Blazing fast binary search in parallel with data.table

2019-02-27

Introduction

About me: Justin M. Shea

Almost two decades of experience in Derivatives markets
Visiting Professor of Finance Roosevelt University
Organizer of The Chicago R User Group
Committee member R/Finance 2019
Author of the wooldridge R package, the official R package for “Introductory Econometrics” by Jeffrey M. Wooldridge.
Author of the neverhpfilter R package, implementing James Hamilton’s alternative to the Hodrick-Prescott filter.
Google summer of code mentor 2019, R and Finance applications?

Why data.table

library(data.table)

concise syntax: fast to type, fast to read
fast speed
memory efficient
careful API lifecycle management
community
feature rich

https://github.com/Rdatatable/data.table

Benchmarks

Why I need data.table

Problem: Model every single equity traded in the United States since 1926.

34000+ securities
Daily observations from 1926-to-present
Survivorship Bias free

Import Data

## Import Data Actual
library(data.table)

CRSP_2659 <- fread("/media/jshea/data/CRSPdailyValue-1926-1959.csv")
CRSP_6080 <- fread("/media/jshea/data/CRSPdailyValue-1960-1979.csv")
CRSP_8000 <- fread("/media/jshea/data/CRSPdailyValue-1980-1999.csv")
CRSP_0019 <- fread("/media/jshea/data/CRSPdailyValue-2000-2019.csv")
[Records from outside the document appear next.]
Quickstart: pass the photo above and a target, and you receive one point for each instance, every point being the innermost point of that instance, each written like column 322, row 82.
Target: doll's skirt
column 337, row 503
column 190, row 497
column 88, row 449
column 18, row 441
CRSP <- rbind(CRSP_2659, CRSP_6080, CRSP_8000, CRSP_0019)
rm(CRSP_2659, CRSP_6080, CRSP_8000, CRSP_0019)

## Format Data types 

CRSP$date <- as.Date(CRSP$date, "%Y/%m/%d")
CRSP$RET <- as.numeric(CRSP$RET)

# Remove missing values
sum(is.na(CRSP))
CRSP <- na.omit(CRSP)

A 1 year sample: 100 seconds!

CRSP_Betas <- matrix(c(9999, 0, 1, 0, 1, 100, 1, 23625), nrow = 1)

 for(permno in unique(CRSP$PERMNO)) {
    
      factor4 <- glm(RET ~ 0 + Q1 + Q2 + Q3 + Q4 + RmQ1 + RmQ2 + RmQ3 + RmQ4, 
                     data = CRSP[permno])
    
    betarow <- matrix(c(permno, alpha, beta, summary(factor4)$sigma, 
                        summary(factor4)$adj.r.squared, 
                        summary(factor4)$fstatistic), nrow = 1)
          
          if(dim(betarow)[2] == 8) CRSP_Betas <- rbind(CRSP_Betas, betarow)
      
            }

colnames(CRSP_Betas) <- c("PERMNO", "Alpha", "Beta", "sigma", "Adj.R2", "Fstat", 
                          "numeratorDF", "denominatorDF")

What to do???

From setindex documentation

binary search and joins are faster when they detect they can use an existing key
grouping by a leading subset of the key columns is faster because the groups are already gathered contiguously in RAM
simpler shorter syntax; e.g. DT[“id”,] finds the group “id” in the first column of DT’s key using binary search. It may be helpful to think of a key as super-charged rownames: multi-column and multi-type rownames

setindex doesn’t physically reorder the entire data.table in RAM. Instead, it only computes the order for the set of columns provided and stores that order vector in an additional attribute called index.

94 years: 121 seconds!

With one line of code and a bracket!

setindex(CRSP, PERMNO)

CRSP_Betas <- matrix(c(9999, 0, 1, 0, 1, 100, 1, 23625), nrow = 1)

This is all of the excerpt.